Said Riddick: "The idea is to engage and characterize all of the companies we can fund that are working in this sector, and then really engage them in the process. There will be out of this center of innovation, a science advisory board. On that board will be researchers and academicians as well as industry folks to help chart the course of this."
Merrill said he and others involved with COIN hope that many of the spinouts grow to take space at Gateway: "We're really hopeful that through partnering, we'll be able to bring corporate partners into the facility that will want to be there because of the programs that we're offering, and because of the equipment that we'll have available. If we can attract a good group of corporate partners, that's one of those things that tends to snowball, and that's certainly what we're hoping for — that getting those kinds of folks in there will attract other folks who will want to come and work with us as well."
COIN is being housed temporarily at the Piedmont Triad Partnership's offices in Greensboro. A permanent home base has yet to be decided, though Kirkman said: "I anticipate this COIN initiative would be spun out from our offices and would operate independently or autonomously — we certainly would want to continue to interface with that, but I see our role diminishing once it is established and operating as an independent entity."
Most likely, Riddick said," the center itself is going to be pretty much virtual for a while. It's a facilitating organization that's going to be working with the technology transfer offices across the state in the different universities to move this technology into the marketplace. A physical location is not that important to us right now."
Once the center is up and running, "we would not anticipate more than a couple of folks. It's going to be a very lean. It's going to rely on collaboration, rather than a huge staff of people," Riddick said. "Collaborating and getting people to the table from all these different sectors of industry and research is going to be the real secret ingredient, so to speak."

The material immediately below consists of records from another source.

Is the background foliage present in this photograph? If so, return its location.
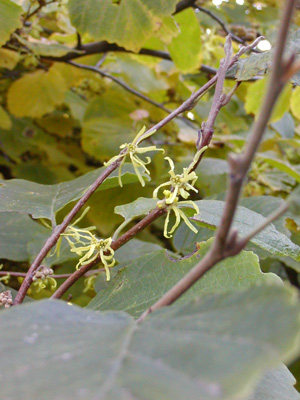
[0,0,300,400]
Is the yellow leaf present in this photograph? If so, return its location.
[168,9,202,72]
[0,106,12,130]
[0,48,21,69]
[7,68,67,118]
[245,79,292,122]
[291,86,300,119]
[0,0,23,45]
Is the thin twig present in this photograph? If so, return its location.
[138,0,295,322]
[192,4,261,53]
[51,208,166,299]
[14,38,260,305]
[0,268,105,279]
[52,37,262,298]
[67,60,197,130]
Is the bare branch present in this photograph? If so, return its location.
[67,59,197,130]
[138,0,295,322]
[51,208,166,299]
[14,36,262,305]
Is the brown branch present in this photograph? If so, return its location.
[14,38,260,305]
[51,208,166,299]
[192,4,261,53]
[138,0,295,322]
[0,268,105,279]
[14,160,121,304]
[67,60,196,130]
[52,36,262,298]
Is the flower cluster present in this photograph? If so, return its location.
[157,190,199,239]
[153,146,207,239]
[32,265,57,293]
[153,157,198,204]
[62,226,115,281]
[0,290,13,308]
[104,126,164,187]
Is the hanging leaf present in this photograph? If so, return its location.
[0,286,300,400]
[88,240,280,317]
[192,200,300,261]
[0,164,149,222]
[0,106,12,130]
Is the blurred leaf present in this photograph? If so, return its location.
[88,240,280,317]
[245,79,292,122]
[256,153,300,182]
[16,35,83,57]
[0,106,12,130]
[0,164,148,223]
[192,200,300,261]
[64,90,88,122]
[115,197,157,221]
[7,68,67,118]
[0,286,300,400]
[82,90,135,160]
[235,51,271,81]
[168,9,202,72]
[0,0,23,45]
[0,48,21,70]
[290,87,300,119]
[68,0,177,52]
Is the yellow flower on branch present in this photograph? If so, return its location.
[157,190,199,239]
[153,146,207,204]
[63,226,115,281]
[104,126,164,187]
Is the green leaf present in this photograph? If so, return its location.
[0,0,23,45]
[256,153,300,182]
[0,286,300,400]
[192,200,300,261]
[0,48,21,70]
[68,0,177,52]
[245,79,292,122]
[290,87,300,119]
[0,106,12,130]
[88,240,279,317]
[235,51,271,81]
[271,113,295,139]
[0,213,50,261]
[247,364,300,400]
[0,213,78,267]
[7,68,67,118]
[15,35,84,57]
[115,197,157,221]
[0,164,148,222]
[168,8,202,72]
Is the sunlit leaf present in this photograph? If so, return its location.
[68,0,177,51]
[7,68,67,117]
[0,0,23,45]
[245,79,292,122]
[168,9,202,72]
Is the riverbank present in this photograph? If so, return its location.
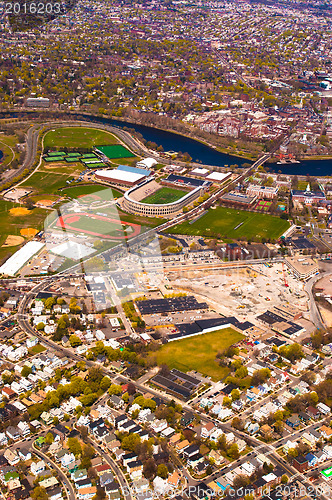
[0,110,332,177]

The academic side of that collaboration, he added, will begin with the universities in the Piedmont region, "and then expanding across the state to all of the universities that are working in this sector."
COIN is one of four centers of innovation carrying out first-phase planning through grants from the NC Biotechnology Center. The other three are the Advanced Medical Technology Center of Innovation, the Marine Biotechnology Center of Innovation, and the Bent Creek Center of Innovation for Natural Biotechnology & Integrative Medicine. Links to all three are available here.
The four are among nine centers of innovation that the NC biotech center plans to create through 2012 by working with university researchers, technology transfer offices, industrial partners, non-profit stakeholders, regional and state-wide community leaders.
"Future Centers of Innovation will boost other industries that rely on biotechnology for new ideas, better solutions and great competitiveness," the biotech center has stated on its web site.